OLSRegression

Create the regression data from a data frame. The data frame must have a column with the response name responseName and columns with the names in the list predictorNames. The data type of these columns must be Double. hasIntercept indicates if the regression should include an intercept term. The default is true. The data in the data frame does not need to have a column for estimating the intercept.

This is the adjusted R-squared = 1 - ((1 - R-squared)*(n-1)/(n-p)) where n is the number of observations and p is the number of parameters estimated (including the intercept).

An estimate of the variance of the (residual) errors. This is MSE = SSE/(n-p)

Indicates true if the regression model includes an intercept term.

The hat matrix is defined in terms of the design matrix X by

$X(X^{T}X)^{-1}X^{T}$

The total number of observations (y_1, y_2, ..., y_n), where n = the number of observations.

Number of parameters in the model (including the intercept, if estimated)

An array containing the estimated parameters of the regression. The b_0, b_1_,..., b_k, where b_0 is the intercept term and k is the number of parameters estimated, so p = k + 1 is the total number of parameters (including the intercept term).

The standard error estimate for each regression coefficient.

Estimates for the variance of the regression parameters. The variance-covariance matrix of the regression parameters

The names of the predictor variables

An estimate of the variance of Y. The sample variance of the dependent variable.

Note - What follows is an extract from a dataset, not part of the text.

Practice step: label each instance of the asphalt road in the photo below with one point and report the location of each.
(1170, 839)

The average distance that the observed values fall from the regression line. It tells you how wrong the regression model is on average using the units of the response variable. Smaller values are better because it indicates that the observations are closer to the fitted line. The standard deviation of the errors in the regression model. Sometimes called the standard error of the estimate. This is the square root of MSE.

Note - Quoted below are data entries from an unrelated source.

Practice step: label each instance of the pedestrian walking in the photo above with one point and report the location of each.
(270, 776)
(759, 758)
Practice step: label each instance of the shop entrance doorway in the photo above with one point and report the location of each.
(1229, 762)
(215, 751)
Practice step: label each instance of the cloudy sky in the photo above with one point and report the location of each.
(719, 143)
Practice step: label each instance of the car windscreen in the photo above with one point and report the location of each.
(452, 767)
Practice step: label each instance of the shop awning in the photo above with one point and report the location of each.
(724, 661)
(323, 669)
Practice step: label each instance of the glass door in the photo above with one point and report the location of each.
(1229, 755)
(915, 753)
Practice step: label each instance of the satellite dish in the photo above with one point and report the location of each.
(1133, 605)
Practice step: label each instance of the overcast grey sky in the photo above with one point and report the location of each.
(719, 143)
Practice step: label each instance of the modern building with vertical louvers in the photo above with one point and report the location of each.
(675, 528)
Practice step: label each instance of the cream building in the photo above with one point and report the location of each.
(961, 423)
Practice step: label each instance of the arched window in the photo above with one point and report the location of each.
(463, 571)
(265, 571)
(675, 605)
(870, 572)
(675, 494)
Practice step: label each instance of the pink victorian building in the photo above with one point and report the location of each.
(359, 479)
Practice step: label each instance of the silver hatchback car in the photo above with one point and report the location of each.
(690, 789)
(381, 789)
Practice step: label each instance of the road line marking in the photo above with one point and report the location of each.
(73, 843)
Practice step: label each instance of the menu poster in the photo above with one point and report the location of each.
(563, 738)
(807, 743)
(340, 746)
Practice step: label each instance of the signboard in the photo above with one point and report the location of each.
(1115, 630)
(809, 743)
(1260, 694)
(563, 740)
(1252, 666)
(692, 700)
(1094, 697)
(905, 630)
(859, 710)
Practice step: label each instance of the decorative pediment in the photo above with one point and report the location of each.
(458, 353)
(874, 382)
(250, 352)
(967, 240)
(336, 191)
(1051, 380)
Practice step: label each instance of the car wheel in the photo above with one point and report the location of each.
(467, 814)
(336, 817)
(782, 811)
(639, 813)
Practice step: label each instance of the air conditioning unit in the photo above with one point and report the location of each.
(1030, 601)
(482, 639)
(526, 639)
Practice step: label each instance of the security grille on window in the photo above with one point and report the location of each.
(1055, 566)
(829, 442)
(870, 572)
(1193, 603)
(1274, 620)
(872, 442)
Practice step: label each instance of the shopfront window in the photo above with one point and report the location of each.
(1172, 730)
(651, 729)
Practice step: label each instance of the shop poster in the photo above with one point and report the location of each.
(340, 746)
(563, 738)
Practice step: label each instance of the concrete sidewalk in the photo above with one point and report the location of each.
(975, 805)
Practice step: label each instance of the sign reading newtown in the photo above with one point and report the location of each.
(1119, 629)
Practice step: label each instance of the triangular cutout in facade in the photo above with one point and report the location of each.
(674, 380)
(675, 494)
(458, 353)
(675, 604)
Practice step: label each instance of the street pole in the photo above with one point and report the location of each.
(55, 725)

The array of residual errors, e_i = (y_i - yHat_i)

This is SSE (sum of squared residual error).

The response values, the regressand values, the Y's

The name of the response variable

This is the coefficient of multiple determination. R-squared = SSR/SST = 1 - SSE/SST, where SSE is the sum of squared residuals, SST is the total sum of squares, and SSR is the sum of squares for the regression. Note that SST = SSR + SSE.

The array of standardize residuals

The SST total sum of squares. Sum of squared deviations of Y from its mean.

Loads a new dataset for performing the regression analysis.

The data associated with the named predictor. The name must exist as a predictor name.